In an interview for La Repubblica, a daily general-interest newspaper, Dr Michele Mariano, gynaecologist at the hospital Caldarelli, explains what it is like to be the only doctor practising abortions in Molise. He carries out 400 abortions per year and he receives women from nearby regions, too. When asked why doctors decide not to practise interruption of pregnancies, he replies that non-ojectors face many risks in they career. He admits that he was due to become head physician of the Gynaecology’s department, but when the Caldarelli stipulated an agreement with La Cattolica, a Catholic hospital, he became troublesome and was not hired for the job. He explained what it means to be the only doctor practising abortion, from being discriminated at work to finding holy cards or insulting Post-it notes left on his car.
To the question about why he is continuing to practise abortion, he replies, ‘Because I am part of that generation that fought for the Law No. 194. Because I don’t want women to go back to clandestine abortions or die in the hands of some butchers. This doesn’t mean that when I practise abortions I am happy.’ He said that the greatest joy of his work is when a mother decides to keep her child, but he always works hard to ensure that every one of his patients is taken in the best care possible.

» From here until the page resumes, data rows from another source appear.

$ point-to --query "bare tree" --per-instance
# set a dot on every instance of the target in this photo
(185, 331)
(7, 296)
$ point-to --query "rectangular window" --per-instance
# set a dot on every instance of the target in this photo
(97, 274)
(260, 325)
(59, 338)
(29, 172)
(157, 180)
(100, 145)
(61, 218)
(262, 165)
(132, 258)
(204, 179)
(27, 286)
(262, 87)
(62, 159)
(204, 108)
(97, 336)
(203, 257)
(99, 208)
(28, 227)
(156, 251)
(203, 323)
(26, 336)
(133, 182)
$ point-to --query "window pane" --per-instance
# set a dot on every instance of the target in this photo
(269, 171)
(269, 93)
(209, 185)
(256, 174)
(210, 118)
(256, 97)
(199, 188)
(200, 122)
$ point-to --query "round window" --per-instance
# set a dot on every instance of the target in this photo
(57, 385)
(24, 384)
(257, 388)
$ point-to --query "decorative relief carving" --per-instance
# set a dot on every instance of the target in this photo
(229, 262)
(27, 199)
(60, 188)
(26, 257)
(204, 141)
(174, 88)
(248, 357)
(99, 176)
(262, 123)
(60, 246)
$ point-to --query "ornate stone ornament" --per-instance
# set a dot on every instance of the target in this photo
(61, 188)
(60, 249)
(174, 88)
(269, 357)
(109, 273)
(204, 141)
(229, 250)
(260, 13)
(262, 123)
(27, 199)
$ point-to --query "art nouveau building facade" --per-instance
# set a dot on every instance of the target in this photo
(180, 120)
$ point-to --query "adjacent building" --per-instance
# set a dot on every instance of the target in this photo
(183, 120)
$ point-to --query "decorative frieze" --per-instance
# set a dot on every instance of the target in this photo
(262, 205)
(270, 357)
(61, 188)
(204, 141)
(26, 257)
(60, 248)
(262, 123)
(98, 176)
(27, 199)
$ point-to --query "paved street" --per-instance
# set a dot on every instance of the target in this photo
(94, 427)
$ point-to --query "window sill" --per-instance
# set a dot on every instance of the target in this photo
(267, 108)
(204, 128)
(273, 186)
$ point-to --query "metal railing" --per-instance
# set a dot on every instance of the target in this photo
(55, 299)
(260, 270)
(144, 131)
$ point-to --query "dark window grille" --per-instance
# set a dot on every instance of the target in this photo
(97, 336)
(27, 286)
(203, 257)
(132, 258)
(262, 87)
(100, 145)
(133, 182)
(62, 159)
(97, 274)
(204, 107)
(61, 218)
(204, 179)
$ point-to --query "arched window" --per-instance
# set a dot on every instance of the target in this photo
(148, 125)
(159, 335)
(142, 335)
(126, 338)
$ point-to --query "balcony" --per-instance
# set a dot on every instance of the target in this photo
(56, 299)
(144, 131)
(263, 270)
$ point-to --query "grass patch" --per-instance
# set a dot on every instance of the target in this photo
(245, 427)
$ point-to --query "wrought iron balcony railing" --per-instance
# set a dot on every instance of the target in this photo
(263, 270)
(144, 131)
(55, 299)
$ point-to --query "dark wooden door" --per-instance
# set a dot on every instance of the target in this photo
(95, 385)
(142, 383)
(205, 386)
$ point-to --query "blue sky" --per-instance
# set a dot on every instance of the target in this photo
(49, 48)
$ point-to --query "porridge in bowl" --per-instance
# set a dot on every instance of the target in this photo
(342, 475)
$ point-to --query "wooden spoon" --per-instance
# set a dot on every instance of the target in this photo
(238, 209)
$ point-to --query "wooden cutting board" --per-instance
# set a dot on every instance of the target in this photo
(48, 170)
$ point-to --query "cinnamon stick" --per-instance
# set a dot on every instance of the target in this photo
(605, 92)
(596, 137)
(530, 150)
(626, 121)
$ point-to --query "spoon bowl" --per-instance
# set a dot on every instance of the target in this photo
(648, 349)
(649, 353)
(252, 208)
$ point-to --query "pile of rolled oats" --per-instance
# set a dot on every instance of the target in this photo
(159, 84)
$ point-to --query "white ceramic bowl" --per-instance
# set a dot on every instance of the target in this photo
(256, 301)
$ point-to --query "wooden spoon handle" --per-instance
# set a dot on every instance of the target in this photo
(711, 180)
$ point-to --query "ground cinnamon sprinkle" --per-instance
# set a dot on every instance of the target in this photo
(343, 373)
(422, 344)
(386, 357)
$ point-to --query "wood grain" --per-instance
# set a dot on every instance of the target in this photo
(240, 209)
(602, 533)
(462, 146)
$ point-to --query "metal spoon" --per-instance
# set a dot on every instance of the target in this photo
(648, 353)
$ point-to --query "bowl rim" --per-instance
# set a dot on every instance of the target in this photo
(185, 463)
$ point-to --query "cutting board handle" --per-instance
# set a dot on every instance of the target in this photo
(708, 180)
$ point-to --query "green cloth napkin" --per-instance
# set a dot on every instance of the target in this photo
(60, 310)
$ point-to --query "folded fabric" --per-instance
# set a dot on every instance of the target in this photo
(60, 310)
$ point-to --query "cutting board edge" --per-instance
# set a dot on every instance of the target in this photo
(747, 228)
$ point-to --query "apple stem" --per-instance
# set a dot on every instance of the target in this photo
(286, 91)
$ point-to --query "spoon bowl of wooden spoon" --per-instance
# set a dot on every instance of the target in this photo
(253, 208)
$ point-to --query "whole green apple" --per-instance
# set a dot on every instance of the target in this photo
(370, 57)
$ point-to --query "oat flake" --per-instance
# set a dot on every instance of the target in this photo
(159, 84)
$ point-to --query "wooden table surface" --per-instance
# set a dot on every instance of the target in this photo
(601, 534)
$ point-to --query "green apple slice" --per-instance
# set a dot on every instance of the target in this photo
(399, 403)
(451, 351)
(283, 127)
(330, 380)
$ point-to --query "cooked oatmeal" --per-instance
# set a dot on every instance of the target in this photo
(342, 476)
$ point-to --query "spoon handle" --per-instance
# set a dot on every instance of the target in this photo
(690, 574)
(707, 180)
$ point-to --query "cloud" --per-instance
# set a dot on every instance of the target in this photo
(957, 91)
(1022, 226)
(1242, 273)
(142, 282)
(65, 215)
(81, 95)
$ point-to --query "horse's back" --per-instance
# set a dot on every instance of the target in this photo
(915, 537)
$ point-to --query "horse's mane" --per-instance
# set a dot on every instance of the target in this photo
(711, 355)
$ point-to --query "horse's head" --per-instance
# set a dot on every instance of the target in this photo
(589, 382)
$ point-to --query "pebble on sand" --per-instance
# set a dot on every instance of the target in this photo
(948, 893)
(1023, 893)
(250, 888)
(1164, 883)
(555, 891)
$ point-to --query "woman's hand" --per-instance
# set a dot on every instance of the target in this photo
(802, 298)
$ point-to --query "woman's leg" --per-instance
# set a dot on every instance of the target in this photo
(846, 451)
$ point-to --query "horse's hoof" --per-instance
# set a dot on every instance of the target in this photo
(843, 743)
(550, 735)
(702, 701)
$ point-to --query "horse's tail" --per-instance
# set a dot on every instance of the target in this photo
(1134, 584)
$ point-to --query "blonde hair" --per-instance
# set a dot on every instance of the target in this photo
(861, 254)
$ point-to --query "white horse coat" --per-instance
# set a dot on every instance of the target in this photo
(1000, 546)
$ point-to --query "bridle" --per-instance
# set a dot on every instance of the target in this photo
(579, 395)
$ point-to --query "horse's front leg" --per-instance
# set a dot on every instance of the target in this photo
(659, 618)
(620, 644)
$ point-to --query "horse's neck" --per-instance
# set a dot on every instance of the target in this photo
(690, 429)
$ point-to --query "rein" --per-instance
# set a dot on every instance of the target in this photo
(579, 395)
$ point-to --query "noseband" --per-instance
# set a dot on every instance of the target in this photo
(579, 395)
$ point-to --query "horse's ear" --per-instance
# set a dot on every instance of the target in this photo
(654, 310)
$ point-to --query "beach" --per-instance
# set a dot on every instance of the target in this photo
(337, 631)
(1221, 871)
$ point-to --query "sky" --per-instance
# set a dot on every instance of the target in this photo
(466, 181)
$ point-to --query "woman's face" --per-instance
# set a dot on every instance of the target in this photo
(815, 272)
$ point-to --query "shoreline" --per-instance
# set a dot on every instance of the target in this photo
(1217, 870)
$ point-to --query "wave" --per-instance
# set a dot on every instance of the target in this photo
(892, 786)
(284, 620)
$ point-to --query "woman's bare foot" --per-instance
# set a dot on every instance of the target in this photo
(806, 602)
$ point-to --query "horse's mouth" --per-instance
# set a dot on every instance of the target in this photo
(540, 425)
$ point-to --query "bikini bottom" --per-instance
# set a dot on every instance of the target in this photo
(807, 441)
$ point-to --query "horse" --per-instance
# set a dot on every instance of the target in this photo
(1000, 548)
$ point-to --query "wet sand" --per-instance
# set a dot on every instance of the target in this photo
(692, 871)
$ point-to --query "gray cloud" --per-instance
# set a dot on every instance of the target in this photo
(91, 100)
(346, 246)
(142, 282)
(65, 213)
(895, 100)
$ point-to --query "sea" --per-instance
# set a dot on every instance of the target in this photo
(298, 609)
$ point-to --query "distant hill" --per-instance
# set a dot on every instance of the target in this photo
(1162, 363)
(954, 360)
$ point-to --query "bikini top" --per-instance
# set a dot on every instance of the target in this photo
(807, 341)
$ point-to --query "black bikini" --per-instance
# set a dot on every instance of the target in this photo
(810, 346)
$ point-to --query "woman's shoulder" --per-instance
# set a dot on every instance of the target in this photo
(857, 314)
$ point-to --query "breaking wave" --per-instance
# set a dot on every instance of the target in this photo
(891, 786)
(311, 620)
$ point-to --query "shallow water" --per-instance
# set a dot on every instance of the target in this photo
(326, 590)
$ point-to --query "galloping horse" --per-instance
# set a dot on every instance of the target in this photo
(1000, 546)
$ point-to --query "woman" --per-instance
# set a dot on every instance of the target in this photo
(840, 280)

Abortion is a sensitive topic, it has consequences and can cause difficulties of some kind for every woman and everyone who is involved with this practice. The Council of Europe states that parties should take the necessary steps to ensure women full and equal access to sexual and reproductive health and rights. In a decision for the case ‘Confederazione Generale Italiana del Lavoro (CGIL) v Italy’, 2016, the European Committee for Social Rights stated that Italy was violating women’s right to health for the non-accessibility to a service. The Committee decided also that non-objecting doctors faced moral harassment, and that could constitute a violation due to the failure of the Government to take any preventative action, training or raising awareness to ensure their protection.
In 2017, Hospital San Camillo, one of the main hospitals in Rome, held a competition to hire two non-objecting doctors. This has been strongly contested not only by Minister Lorenzin, who said that the decision did not comply with the norm, but by Don Carmine Arice, member of the Italian Episcopal Conference, as well as other politicians, especially those belonging to the right-wing populist party Lega Nord. Fabrizio D’Alba, director of the hospital San Camillo, replied with a powerful statement saying that the decision was not ‘a discrimination but protection of a right’.
As the political class is unwilling to take steps in the direction of an effectiveness of the right of abortion, women in Italy will continue to face difficulties and discrimination. This choice must be respected and women must receive the proper safeguards they are entitled to have. Standpoints and actions such as the ones by Dr Mariano and Fabrizio D’Alba are courageous and should be valued, but a wider change needs to take place in the Italian legislation about abortion and the right for women to have a choice.